Para o professor Adriano Pillati, a possibilidade de
retirar trechos da Constituição tem sido tratada no país de forma
“preconceituosa” ao privilegiar a retirada de direitos coletivos em
detrimento dos individuais, como patrimônio.
“Há muitas normas que poderiam estar nos respectivos
códigos e leis complementares, mas quando essa discussão se coloca, não é
em relação a isso que os defensores da Constituição ‘anoréxica’ se
referem. Então, em geral, essa discussão é enviesada, contaminada por
preconceitos, interesses ideológicos”, afirmou.
Mais polêmicas
Outra polêmica relacionada à Carta Magna é sua
extensão. Com 114 artigos e em vigor há 30 anos, a Carta Magna
brasileira se contrapõe em extensão com a Constituição norte-americana,
que tem sete artigos e foi emendada 27 vezes desde sua promulgação em
1787.
“Nossa Constituição é muito detalhada, fruto do
momento em que ela foi feita. As pessoas queriam colocar coisas na
Constituição e ela acabou tratando de uma série de temas que
tradicionalmente não são matéria constitucional.

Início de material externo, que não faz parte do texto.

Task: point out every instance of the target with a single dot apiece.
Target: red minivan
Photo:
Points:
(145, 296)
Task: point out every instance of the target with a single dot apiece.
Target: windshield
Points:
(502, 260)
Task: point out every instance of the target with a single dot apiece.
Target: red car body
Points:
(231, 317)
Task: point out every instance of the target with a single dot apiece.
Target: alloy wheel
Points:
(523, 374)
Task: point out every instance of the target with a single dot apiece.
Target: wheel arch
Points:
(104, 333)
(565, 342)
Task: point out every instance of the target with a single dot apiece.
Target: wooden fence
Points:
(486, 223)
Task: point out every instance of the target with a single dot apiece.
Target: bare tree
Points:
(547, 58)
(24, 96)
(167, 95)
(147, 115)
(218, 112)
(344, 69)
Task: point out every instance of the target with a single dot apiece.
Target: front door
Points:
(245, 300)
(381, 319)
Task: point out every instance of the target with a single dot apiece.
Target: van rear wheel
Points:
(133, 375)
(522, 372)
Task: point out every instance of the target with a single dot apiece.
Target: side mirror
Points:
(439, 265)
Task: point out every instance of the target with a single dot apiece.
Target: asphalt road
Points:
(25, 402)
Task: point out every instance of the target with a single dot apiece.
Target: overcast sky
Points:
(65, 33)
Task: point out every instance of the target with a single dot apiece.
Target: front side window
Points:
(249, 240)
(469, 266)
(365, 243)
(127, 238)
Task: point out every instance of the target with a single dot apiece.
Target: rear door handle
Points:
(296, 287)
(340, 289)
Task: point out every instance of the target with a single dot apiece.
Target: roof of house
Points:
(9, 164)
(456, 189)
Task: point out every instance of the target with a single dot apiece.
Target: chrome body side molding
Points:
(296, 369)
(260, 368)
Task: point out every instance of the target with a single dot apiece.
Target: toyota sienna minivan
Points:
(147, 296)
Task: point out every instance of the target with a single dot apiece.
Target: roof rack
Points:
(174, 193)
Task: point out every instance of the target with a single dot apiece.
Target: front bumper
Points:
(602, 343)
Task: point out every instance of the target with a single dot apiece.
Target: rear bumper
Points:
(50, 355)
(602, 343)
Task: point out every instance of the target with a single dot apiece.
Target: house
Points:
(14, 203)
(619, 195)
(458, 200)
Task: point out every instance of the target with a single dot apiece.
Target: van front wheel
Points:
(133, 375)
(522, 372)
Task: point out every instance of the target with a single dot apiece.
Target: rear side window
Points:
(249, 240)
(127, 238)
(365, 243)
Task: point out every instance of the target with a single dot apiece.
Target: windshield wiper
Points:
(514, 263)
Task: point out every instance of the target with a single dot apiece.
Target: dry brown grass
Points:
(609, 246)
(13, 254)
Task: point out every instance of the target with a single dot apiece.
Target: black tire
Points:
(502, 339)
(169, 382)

Capítulos como
tributários e previdenciários têm detalhamento muito grande, como a
lista de impostos, as condições para aposentadoria. A lei acaba ficando
limitada e o que a gente vê nesse período todo, em 30 anos, é que existe
uma tendência de aumentar ainda mais o número de matérias na
Constituição”, afirmou Guerzoni.
Apesar das críticas, Fleischer descarta a
possibilidade da convocação de outra Assembleia Constituinte. O
professor, no entanto, avalia que revisões constitucionais podem ser
aplicadas para aparar “arestas” na Carta Magna.
“O Congresso já fez essa revisão, e nessa ocasião,
por exemplo, ele reduziu o mandato presidencial de cinco para quatro
anos. Então, isso foi um pacote de mudanças que se executou em 1994.
Eleger uma nova Constituinte acho muito difícil de ocorrer”.
Veja alguns números da Constituição:
- A Assembleia Nacional Constituinte, convocada em 1985 pelo presidente José Sarney, trabalhou durante 20 meses.
- Participaram 559 parlamentares: 72 senadores e 487 deputados federais. Entre os constituintes, 26 eram mulheres.
- Foram coletadas 72.719 sugestões
de cidadãos de todo o país, além de 12 mil sugestões dos constituintes e
de entidades representativas.
- Ao todo, foram apresentadas 122
emendas, dessas 83 foram aproveitadas na íntegra ou em parte pelos
constituintes na elaboração do texto final da Constituição.
- As emendas foram assinadas por 12.277.423 de brasileiros.
- Desde que foi promulgada, a Constituição Federal recebeu 99 emendas até dezembro de 2017.